At ‘Er lagert sich in schwarzer Nacht’ there is a switch to the later musical language of Sturm und Drang. The piano writing – rumbling octave basses – suddenly looks like Beethoven on the page, an illustrative response to the image of shivering (‘Die Völker zittern schon’). There is more contrapuntal interchange and imitation at ‘Geflügeltes Verderben wacht Um seinen furchtbarn Thron’, as pompous and self-important as an indictment at a trial where a potentate’s punishment is a foregone conclusion. This repetitive section moves without pause into a moto perpetuo of storm music. This takes its musical direction from the thunder-and-lightning words ‘Blitz aus finstrer Höh’’ and ‘Donner stürtzt sich auf das Land’, as well as the image of ‘Die zitternde Natur’. An onslaught of concerted voices sweeps aside layered part-writing, and banishes all pretence at old-fashioned counterpoint. The look of the incessant dotted rhythms on the page is similar to that of the horse-ride battle music of Normans Gesang. This music of the Last Judgement brings to mind the Klopstock setting by C P E Bach on the same subject – Der Tag des Weltgerichts – which is also based on a moto perpetuo of jangling dotted rhythms. The section ends in B flat major – a six-bar postlude fades away, diminuendo, as it moves through different harmonies on a B flat pedal and returns to a hushed B flat major.

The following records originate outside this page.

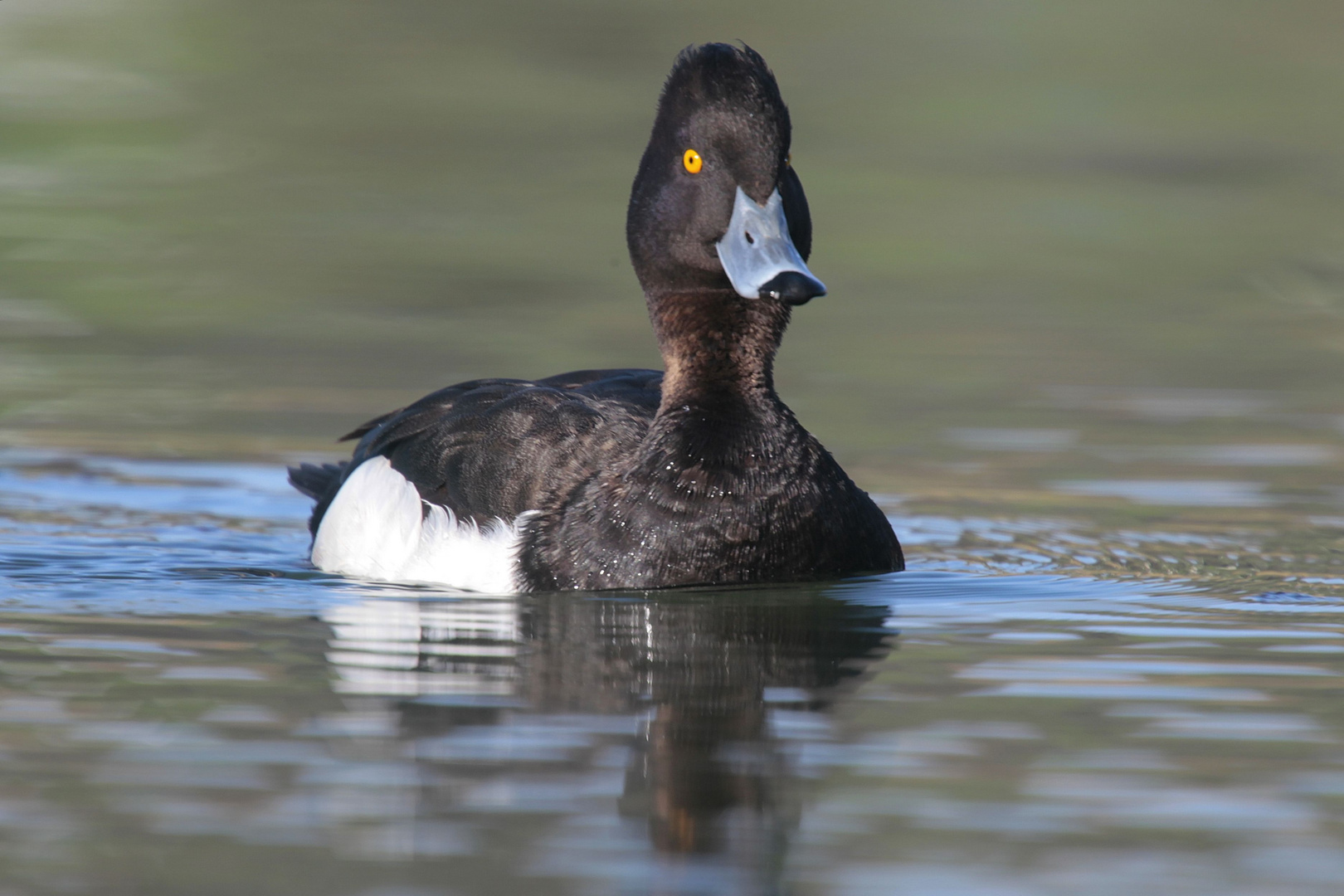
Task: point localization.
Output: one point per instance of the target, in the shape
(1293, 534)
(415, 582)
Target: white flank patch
(377, 528)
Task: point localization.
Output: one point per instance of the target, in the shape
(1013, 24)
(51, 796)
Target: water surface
(1083, 343)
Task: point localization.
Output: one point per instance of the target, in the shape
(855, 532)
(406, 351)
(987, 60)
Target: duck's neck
(718, 349)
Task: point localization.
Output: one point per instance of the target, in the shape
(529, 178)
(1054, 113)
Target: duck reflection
(696, 694)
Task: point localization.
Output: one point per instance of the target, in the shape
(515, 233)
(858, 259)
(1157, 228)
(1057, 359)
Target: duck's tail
(320, 483)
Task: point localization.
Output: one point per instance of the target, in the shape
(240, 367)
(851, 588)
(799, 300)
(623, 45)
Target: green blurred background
(1062, 238)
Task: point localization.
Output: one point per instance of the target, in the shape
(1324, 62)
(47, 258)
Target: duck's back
(496, 448)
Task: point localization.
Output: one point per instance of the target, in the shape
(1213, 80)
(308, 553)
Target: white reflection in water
(1172, 492)
(1238, 726)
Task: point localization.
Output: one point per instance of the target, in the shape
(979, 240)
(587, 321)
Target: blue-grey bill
(757, 246)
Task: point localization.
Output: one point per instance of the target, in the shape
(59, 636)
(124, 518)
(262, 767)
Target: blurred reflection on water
(1083, 334)
(186, 709)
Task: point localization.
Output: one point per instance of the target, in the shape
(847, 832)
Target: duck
(698, 475)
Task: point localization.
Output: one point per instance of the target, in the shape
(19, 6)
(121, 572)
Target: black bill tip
(793, 288)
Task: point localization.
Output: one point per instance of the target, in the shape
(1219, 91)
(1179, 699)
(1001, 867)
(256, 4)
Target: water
(190, 709)
(1083, 344)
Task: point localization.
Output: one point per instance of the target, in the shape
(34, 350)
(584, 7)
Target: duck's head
(717, 203)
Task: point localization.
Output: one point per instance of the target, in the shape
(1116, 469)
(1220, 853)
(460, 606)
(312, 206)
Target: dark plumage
(695, 476)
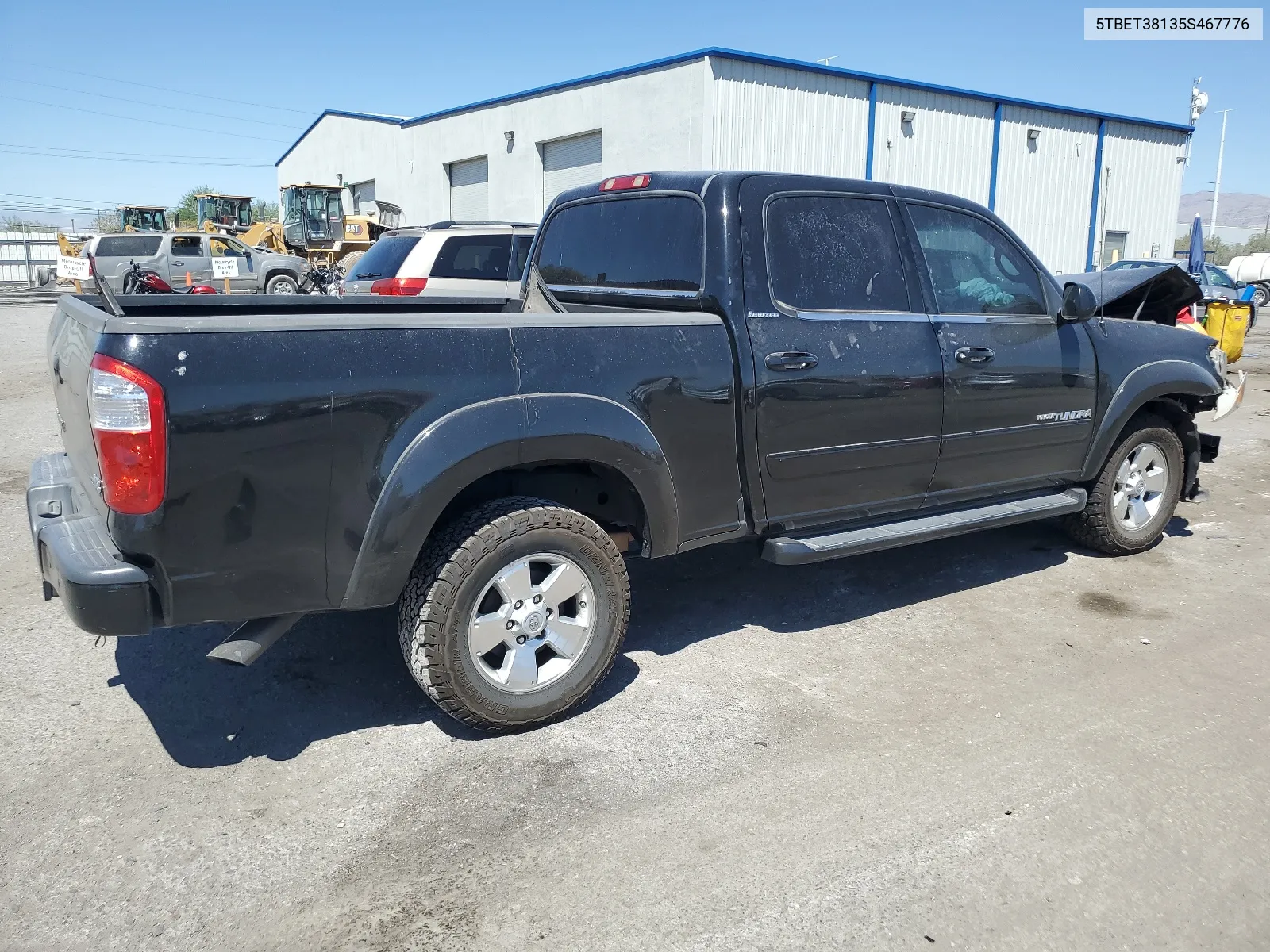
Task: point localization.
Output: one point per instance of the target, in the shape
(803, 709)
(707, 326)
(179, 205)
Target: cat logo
(1064, 416)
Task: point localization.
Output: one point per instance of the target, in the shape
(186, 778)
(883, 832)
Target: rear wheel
(281, 285)
(514, 613)
(1137, 492)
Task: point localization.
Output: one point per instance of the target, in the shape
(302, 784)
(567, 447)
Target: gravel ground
(958, 746)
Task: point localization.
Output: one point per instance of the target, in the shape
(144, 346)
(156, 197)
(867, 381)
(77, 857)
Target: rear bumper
(103, 593)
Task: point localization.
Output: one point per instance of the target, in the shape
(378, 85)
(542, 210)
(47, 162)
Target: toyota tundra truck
(817, 367)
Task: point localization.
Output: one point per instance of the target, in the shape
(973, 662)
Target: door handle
(791, 361)
(975, 355)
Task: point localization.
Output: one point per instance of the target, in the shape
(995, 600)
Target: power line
(55, 198)
(272, 124)
(139, 162)
(137, 155)
(152, 122)
(178, 92)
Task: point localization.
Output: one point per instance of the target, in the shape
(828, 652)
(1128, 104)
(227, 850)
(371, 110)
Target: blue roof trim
(722, 52)
(372, 117)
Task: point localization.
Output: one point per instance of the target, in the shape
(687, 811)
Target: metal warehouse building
(1079, 186)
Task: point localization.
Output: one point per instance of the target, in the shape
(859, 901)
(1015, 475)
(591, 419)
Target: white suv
(450, 259)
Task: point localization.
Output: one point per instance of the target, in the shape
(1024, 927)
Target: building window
(568, 163)
(364, 197)
(469, 190)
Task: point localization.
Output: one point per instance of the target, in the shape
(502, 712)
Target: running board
(873, 539)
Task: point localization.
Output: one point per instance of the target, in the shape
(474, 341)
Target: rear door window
(474, 257)
(385, 258)
(835, 253)
(645, 244)
(975, 268)
(521, 245)
(129, 245)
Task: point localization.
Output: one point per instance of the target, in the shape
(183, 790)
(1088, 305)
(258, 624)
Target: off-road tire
(1095, 526)
(277, 279)
(348, 260)
(455, 568)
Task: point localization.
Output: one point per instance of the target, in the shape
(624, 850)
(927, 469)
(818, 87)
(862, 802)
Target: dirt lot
(963, 744)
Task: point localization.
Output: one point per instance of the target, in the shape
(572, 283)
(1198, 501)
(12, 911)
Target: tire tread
(446, 559)
(1090, 526)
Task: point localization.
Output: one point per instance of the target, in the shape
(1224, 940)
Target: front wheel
(1137, 492)
(281, 285)
(514, 613)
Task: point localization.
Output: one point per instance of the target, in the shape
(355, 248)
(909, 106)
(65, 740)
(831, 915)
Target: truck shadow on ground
(340, 673)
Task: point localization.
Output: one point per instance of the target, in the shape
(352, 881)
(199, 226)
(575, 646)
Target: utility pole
(1217, 186)
(1199, 103)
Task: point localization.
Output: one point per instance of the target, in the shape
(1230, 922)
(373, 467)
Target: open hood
(1153, 294)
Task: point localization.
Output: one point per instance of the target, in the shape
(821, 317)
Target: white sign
(1172, 23)
(73, 268)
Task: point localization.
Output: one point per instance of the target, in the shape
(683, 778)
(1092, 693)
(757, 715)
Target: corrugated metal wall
(948, 146)
(770, 118)
(1045, 184)
(1142, 184)
(18, 248)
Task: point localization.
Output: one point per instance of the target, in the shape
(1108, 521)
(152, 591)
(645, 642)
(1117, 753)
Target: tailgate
(71, 346)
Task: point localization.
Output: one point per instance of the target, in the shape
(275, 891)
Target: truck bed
(289, 420)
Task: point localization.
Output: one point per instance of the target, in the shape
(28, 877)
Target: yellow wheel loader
(313, 224)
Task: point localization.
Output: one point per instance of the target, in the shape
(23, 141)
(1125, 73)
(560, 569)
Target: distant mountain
(1235, 209)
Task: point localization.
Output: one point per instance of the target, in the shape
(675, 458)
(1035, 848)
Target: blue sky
(232, 102)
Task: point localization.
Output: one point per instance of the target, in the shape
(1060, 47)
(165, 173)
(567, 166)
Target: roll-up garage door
(571, 162)
(469, 190)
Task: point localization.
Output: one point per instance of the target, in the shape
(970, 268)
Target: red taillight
(130, 428)
(399, 286)
(624, 182)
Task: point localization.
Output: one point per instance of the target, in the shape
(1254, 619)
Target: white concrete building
(1079, 186)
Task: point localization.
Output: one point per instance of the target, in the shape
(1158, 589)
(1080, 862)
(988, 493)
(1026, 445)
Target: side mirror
(1079, 304)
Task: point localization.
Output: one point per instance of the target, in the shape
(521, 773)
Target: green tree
(188, 207)
(107, 221)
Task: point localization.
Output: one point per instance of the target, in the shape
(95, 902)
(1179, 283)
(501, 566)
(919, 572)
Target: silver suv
(450, 259)
(175, 254)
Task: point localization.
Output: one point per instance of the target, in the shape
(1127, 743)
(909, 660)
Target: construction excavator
(313, 225)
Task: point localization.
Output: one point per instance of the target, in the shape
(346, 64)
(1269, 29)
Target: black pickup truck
(817, 366)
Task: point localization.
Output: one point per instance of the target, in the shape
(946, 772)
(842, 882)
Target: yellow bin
(1227, 323)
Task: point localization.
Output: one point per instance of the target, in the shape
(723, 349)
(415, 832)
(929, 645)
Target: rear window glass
(474, 257)
(831, 253)
(385, 257)
(656, 244)
(127, 245)
(521, 245)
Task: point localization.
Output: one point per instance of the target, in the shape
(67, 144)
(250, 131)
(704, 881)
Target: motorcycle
(143, 281)
(323, 279)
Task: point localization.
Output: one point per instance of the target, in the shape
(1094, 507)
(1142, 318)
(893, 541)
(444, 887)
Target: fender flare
(475, 441)
(1145, 384)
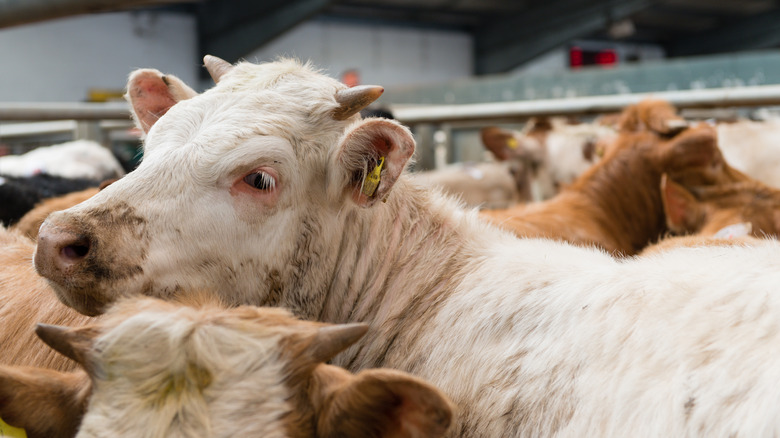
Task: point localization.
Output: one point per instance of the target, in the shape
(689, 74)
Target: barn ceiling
(507, 33)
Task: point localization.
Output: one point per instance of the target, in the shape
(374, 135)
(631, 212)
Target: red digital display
(579, 57)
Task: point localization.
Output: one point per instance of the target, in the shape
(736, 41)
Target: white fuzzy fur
(527, 337)
(753, 148)
(76, 159)
(144, 386)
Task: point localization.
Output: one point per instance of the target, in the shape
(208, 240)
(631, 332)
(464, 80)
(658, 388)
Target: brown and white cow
(617, 205)
(707, 210)
(157, 369)
(25, 300)
(269, 187)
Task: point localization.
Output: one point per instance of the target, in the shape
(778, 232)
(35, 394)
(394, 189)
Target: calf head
(161, 369)
(241, 188)
(523, 154)
(708, 210)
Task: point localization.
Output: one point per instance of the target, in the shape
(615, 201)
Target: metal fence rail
(39, 111)
(765, 95)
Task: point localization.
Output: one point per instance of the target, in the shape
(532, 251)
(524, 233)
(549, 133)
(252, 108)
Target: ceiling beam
(506, 44)
(759, 31)
(232, 35)
(18, 12)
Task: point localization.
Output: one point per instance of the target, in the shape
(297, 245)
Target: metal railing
(764, 95)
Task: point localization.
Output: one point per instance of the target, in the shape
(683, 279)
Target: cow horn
(217, 67)
(354, 99)
(333, 339)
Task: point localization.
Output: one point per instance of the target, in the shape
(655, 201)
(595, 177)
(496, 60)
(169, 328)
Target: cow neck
(396, 260)
(624, 198)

The younger Bach and Klopstock were content to leave the world quaking before the terror of divine reprisal. But Uz provides a consolatory let-out clause for the righteous, and Schubert sets this as a benign Andante con moto in E flat major. The wrath of God is tempered by his mercy, and the relative major shows the other side of his character. The music still remains rather simple and old-fashioned, as is often the case with this composer when he portrays the devout, but occasionally an inimitably Schubertian touch emerges in the details: he cannot, for example resist dry quavers separated by rests ‘pflückt wie dürres Laub’. Otherwise this music is remarkable for its seamless legato, in line with the text’s insistence that God is gentle and patient, despite seeming to be angry. The word ‘zornig’ occasions off-beat emphasis in an otherwise smooth texture; the elongation of the word ‘grosse’ – emphasizing that God is a great friend of mankind – is a dramatic moment in music that otherwise seems almost cosily complacent in its affirmation of faith.